Prove $ T:{N}^2\longrightarrow N $ such that $ T(x,y)={2}^x {3}^y $ is an one-to-one function
which method should i use on this proof? Induction maybe? Thanks
Prove $ T:{N}^2\longrightarrow N $ such that $ T(x,y)={2}^x {3}^y $ is an one-to-one function
which method should i use on this proof? Induction maybe? Thanks
No induction is needed; just check the definition of one-to-one. Suppose that $T(x,y)=T(u,v)$, and show that this implies that $x=u$ and $y=v$. If $T(x,y)=T(u,v)$, then $2^x3^y=2^u3^v$; now use the fundamental theorem of arithmetic.

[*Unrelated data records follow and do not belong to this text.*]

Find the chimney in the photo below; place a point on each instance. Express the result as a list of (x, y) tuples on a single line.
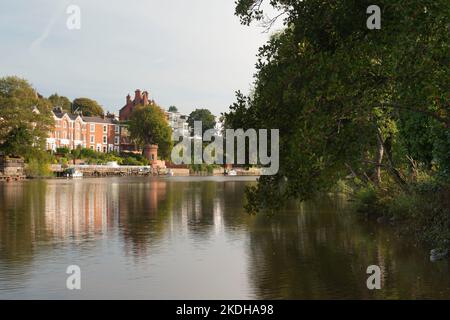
[(145, 96), (137, 96)]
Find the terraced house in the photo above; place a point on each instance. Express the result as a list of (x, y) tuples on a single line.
[(101, 134)]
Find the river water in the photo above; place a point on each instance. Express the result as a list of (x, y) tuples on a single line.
[(189, 238)]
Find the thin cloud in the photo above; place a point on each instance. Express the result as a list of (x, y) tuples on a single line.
[(35, 45)]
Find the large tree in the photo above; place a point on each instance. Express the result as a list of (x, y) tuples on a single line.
[(349, 100), (88, 107), (25, 118), (205, 116), (148, 125)]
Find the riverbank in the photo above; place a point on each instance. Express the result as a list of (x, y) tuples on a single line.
[(422, 211)]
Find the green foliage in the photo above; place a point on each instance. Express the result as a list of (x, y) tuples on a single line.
[(205, 116), (60, 102), (38, 165), (25, 118), (148, 126), (348, 100), (64, 151), (88, 107), (173, 109)]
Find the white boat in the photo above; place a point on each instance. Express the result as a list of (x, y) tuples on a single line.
[(77, 174)]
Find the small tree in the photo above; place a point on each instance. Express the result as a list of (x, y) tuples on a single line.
[(173, 109), (89, 107), (148, 125), (205, 116)]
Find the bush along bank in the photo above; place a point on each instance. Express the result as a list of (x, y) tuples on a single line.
[(422, 211)]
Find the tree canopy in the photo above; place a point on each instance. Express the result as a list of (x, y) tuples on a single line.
[(205, 116), (173, 109), (60, 101), (148, 125), (25, 119), (88, 107), (349, 100)]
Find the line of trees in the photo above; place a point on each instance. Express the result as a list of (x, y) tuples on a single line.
[(372, 105)]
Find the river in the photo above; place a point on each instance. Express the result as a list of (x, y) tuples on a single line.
[(189, 238)]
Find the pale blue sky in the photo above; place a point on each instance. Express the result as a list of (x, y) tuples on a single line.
[(188, 53)]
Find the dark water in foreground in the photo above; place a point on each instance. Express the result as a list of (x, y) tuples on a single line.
[(189, 238)]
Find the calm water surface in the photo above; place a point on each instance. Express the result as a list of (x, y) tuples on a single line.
[(189, 238)]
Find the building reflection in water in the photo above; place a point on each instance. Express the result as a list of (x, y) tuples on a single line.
[(192, 230)]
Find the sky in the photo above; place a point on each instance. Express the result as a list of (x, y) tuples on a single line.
[(187, 53)]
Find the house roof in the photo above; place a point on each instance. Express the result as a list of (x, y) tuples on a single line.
[(98, 120)]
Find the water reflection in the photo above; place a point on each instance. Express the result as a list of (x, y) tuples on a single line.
[(190, 238)]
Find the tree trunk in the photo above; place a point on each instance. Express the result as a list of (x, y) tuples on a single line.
[(379, 158)]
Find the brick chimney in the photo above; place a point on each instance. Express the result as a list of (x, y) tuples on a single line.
[(137, 96), (145, 97)]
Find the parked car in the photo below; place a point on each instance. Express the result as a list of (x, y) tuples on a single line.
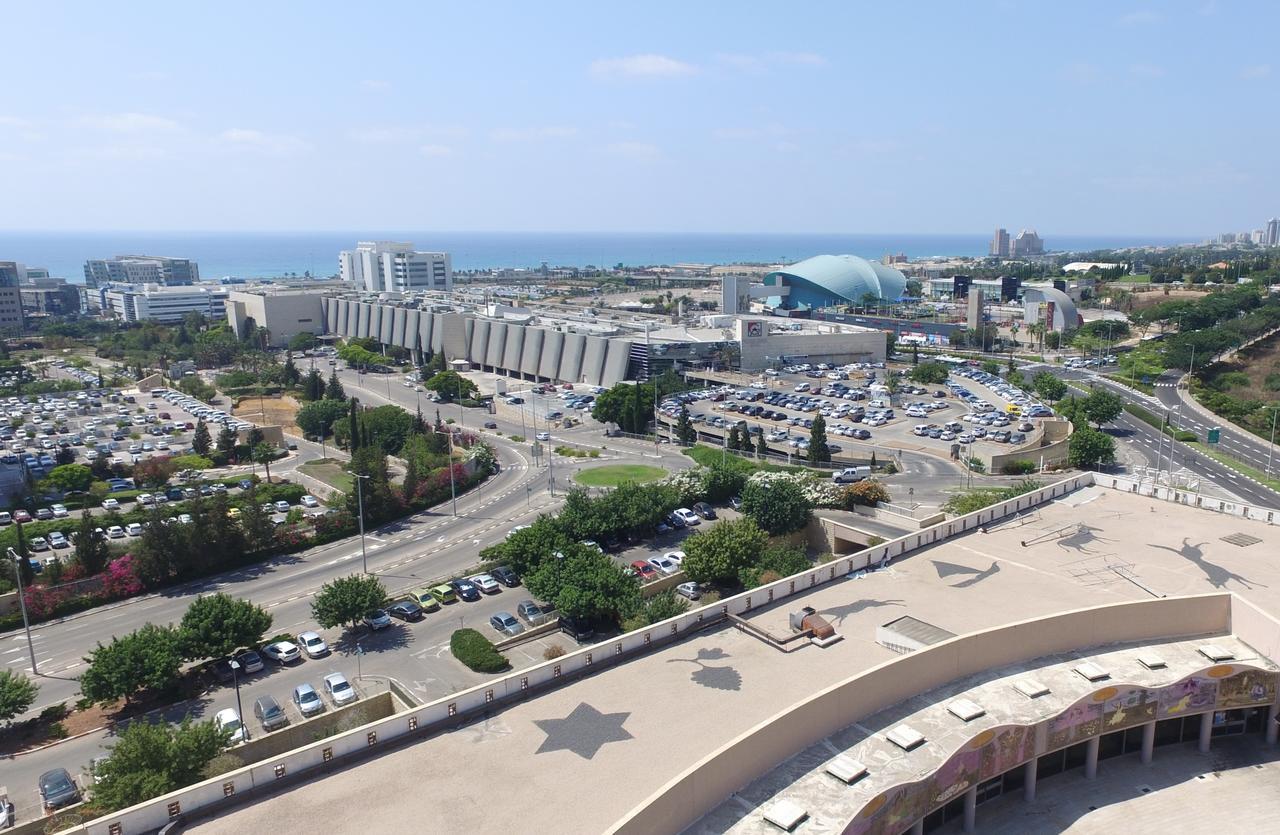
[(58, 789), (506, 576), (338, 689), (405, 610), (307, 701), (228, 719), (506, 624), (283, 652), (270, 713), (378, 619), (314, 644)]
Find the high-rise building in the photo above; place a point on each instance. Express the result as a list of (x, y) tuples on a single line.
[(10, 299), (394, 267), (141, 269), (1027, 243), (1000, 243)]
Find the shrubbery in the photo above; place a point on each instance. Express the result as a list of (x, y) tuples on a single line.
[(476, 652)]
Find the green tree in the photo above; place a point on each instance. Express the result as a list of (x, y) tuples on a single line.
[(1048, 387), (778, 506), (1089, 447), (218, 624), (1102, 406), (685, 430), (344, 601), (451, 386), (152, 758), (17, 694), (147, 658), (91, 551), (818, 450), (929, 373), (334, 389), (69, 478), (723, 550), (200, 439)]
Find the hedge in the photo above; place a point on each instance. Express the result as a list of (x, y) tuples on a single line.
[(476, 651)]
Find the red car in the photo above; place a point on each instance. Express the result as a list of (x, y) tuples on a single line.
[(644, 570)]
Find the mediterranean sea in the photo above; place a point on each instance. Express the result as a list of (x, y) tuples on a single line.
[(273, 255)]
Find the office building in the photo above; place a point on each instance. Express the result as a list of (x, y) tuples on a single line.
[(167, 305), (282, 313), (1000, 243), (141, 269), (10, 299), (391, 267)]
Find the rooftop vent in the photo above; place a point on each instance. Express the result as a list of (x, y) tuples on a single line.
[(905, 737), (1092, 671), (785, 815), (1152, 661), (965, 710), (1215, 653), (846, 769), (1031, 688)]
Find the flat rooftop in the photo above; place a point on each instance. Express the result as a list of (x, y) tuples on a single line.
[(594, 749)]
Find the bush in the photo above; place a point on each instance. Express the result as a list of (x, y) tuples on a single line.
[(476, 652)]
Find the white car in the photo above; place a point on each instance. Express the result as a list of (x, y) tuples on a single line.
[(688, 516), (312, 644), (339, 689), (228, 719), (485, 583)]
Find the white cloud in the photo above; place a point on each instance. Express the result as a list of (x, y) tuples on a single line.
[(1139, 18), (644, 65), (1147, 71), (129, 122), (530, 135), (257, 140), (634, 150)]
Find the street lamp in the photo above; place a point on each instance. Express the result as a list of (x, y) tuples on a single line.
[(360, 509), (22, 602), (240, 706)]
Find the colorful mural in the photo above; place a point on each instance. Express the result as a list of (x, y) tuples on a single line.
[(1106, 710)]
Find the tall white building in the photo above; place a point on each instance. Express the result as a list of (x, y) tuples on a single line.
[(394, 267), (167, 305)]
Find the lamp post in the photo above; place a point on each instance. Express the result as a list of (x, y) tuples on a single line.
[(360, 511), (240, 707), (22, 602)]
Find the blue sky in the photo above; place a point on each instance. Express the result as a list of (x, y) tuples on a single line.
[(1083, 118)]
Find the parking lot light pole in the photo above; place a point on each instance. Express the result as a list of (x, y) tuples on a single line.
[(360, 509), (22, 602)]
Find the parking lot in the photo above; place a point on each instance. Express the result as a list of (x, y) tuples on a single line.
[(973, 409)]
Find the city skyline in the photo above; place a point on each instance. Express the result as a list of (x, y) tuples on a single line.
[(708, 119)]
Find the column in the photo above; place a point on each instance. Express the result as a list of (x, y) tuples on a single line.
[(970, 810), (1029, 779)]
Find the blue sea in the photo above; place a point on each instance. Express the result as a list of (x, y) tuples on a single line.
[(272, 255)]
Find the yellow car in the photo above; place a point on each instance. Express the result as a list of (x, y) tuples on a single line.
[(424, 598)]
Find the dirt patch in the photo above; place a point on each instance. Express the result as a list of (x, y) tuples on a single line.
[(275, 410)]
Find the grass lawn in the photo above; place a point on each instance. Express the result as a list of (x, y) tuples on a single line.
[(1225, 460), (615, 474), (329, 470)]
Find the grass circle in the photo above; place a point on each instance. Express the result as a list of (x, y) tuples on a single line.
[(615, 474)]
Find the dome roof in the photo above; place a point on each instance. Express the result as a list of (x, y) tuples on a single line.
[(846, 277)]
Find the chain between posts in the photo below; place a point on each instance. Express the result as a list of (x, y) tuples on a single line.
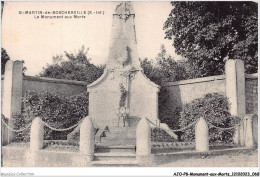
[(178, 130), (44, 123), (17, 131), (193, 123)]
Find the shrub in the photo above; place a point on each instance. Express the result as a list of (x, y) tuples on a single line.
[(214, 108), (56, 109), (166, 113)]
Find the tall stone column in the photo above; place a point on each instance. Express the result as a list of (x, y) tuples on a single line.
[(12, 93), (235, 92)]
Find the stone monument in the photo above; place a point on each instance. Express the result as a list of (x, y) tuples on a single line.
[(123, 89)]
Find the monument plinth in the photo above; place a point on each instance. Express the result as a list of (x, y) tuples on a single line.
[(123, 70)]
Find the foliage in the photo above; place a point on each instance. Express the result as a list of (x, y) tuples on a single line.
[(74, 67), (123, 96), (58, 110), (214, 108), (165, 69), (167, 114), (4, 58), (208, 33)]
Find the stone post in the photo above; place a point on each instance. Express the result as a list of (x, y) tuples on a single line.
[(36, 136), (87, 139), (255, 128), (235, 92), (202, 135), (249, 142), (12, 93), (4, 131), (143, 141)]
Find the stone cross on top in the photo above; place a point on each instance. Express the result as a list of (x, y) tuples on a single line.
[(124, 9)]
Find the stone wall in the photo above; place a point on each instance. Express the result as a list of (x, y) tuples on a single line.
[(185, 91), (182, 92), (252, 94), (67, 87)]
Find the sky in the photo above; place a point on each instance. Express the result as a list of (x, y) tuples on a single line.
[(36, 40)]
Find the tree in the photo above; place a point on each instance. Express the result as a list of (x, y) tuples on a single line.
[(208, 33), (73, 67), (165, 69), (4, 58)]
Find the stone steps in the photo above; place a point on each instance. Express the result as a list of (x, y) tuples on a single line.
[(115, 149), (115, 163), (115, 155)]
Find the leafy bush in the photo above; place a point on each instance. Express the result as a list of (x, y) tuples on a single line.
[(214, 108), (166, 113), (159, 135), (56, 109)]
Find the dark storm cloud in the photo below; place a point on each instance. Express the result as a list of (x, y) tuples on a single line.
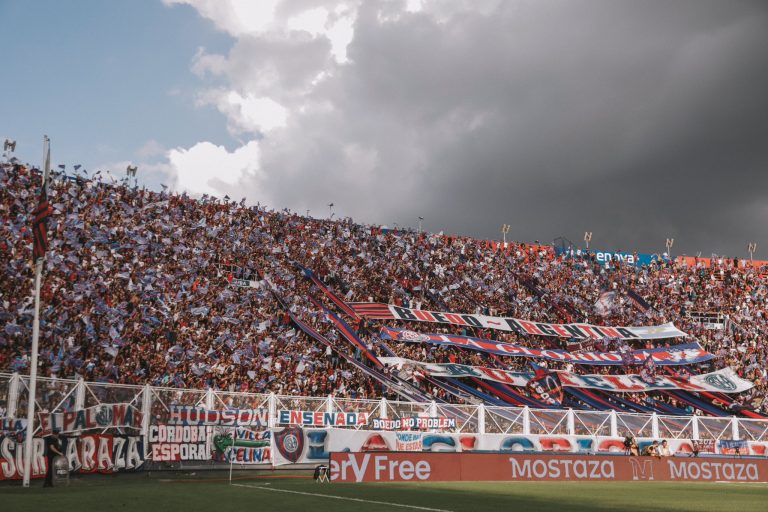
[(635, 120)]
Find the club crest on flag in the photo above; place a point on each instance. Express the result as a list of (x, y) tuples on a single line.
[(290, 443), (545, 386)]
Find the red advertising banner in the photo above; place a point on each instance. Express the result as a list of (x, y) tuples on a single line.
[(447, 467)]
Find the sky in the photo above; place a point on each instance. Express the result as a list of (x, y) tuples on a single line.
[(637, 121)]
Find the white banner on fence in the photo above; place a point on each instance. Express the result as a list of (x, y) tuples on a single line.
[(722, 381)]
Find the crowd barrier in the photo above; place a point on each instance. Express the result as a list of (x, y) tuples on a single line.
[(448, 467), (111, 428)]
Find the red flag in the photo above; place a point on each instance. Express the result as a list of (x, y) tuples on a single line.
[(40, 226)]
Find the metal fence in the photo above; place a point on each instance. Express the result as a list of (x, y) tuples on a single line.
[(64, 395)]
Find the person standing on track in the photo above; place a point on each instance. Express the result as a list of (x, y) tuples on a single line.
[(52, 449)]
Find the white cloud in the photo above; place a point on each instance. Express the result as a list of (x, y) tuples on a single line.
[(247, 114), (151, 149), (206, 168)]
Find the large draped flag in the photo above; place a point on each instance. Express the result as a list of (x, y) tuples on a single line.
[(722, 381), (524, 327), (689, 353), (40, 226)]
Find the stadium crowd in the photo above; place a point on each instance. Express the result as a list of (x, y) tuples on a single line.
[(155, 287)]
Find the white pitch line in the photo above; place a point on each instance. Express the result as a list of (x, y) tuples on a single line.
[(341, 498)]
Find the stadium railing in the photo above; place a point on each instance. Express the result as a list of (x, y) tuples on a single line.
[(64, 395)]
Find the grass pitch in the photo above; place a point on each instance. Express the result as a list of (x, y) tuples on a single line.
[(145, 494)]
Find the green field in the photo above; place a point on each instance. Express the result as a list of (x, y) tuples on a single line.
[(144, 494)]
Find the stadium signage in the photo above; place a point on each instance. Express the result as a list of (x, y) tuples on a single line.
[(402, 467), (723, 381), (176, 443), (414, 423), (689, 353), (243, 446), (97, 417), (390, 312), (90, 453), (191, 415), (379, 468), (322, 419)]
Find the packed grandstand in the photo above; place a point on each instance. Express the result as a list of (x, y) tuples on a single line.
[(152, 287)]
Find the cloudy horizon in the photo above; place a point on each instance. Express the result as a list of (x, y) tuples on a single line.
[(636, 121)]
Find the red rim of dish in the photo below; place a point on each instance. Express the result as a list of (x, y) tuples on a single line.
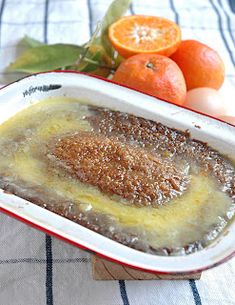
[(43, 229)]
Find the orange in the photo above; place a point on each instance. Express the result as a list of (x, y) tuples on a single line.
[(153, 74), (144, 34), (201, 65)]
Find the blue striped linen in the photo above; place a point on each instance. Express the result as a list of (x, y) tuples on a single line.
[(37, 269)]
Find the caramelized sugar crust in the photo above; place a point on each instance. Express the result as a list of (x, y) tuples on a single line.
[(119, 169)]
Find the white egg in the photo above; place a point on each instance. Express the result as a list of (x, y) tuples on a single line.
[(206, 100), (227, 118)]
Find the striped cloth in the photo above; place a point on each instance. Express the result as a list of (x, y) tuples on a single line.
[(36, 269)]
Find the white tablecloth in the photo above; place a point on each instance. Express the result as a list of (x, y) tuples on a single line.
[(36, 269)]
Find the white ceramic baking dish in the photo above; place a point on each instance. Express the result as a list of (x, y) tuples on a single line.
[(221, 136)]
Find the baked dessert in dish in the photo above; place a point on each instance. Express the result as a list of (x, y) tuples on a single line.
[(138, 182)]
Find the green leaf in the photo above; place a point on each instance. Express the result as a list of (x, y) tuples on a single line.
[(46, 57), (114, 12), (30, 42)]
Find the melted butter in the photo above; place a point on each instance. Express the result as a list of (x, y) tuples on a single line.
[(23, 145)]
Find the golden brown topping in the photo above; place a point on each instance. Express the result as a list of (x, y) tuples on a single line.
[(121, 169)]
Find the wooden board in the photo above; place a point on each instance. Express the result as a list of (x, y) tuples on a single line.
[(106, 270)]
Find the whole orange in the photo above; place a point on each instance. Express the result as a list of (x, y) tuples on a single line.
[(201, 65), (153, 74)]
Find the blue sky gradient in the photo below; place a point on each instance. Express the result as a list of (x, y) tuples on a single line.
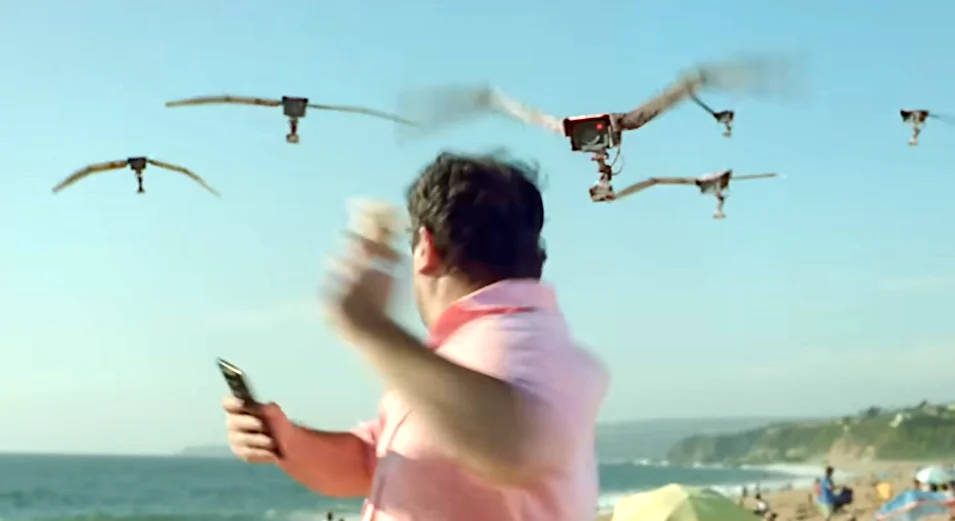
[(821, 293)]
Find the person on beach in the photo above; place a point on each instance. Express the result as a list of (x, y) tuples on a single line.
[(492, 418), (827, 495), (762, 507)]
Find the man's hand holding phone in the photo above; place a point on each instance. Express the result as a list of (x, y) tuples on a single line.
[(249, 436)]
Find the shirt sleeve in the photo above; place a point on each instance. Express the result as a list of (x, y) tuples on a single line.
[(563, 386), (369, 432), (326, 467)]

One could use uniqueness of prime factorization (fundamental theorem of arithmetic), but that is an awfully big sledghammer to crack this little chestnut. Suppose $\rm\:2^i3^j = 2^I 3^J\:$ with $\rm\:i\le I.\:$ Then $\rm\:3^j = 2^{I-i}3^J\:$ so $\rm\:I = i\:$ else LHS is odd, but RHS is even. Cancelling $\rm\:2^i = 2^I\:$ yields $\rm\:3^j = 3^J\:$ so $\rm\:j = J.$
Remark $\ $ In fact we can replace $2,3$ by any coprime integers $\rm\:a,b > 1\:$ (or, more generally, in any ring, any nonunit cancellable coprime elements). Hence the result essentially depends on cancellation and coprimality (not uniqueness of factorization).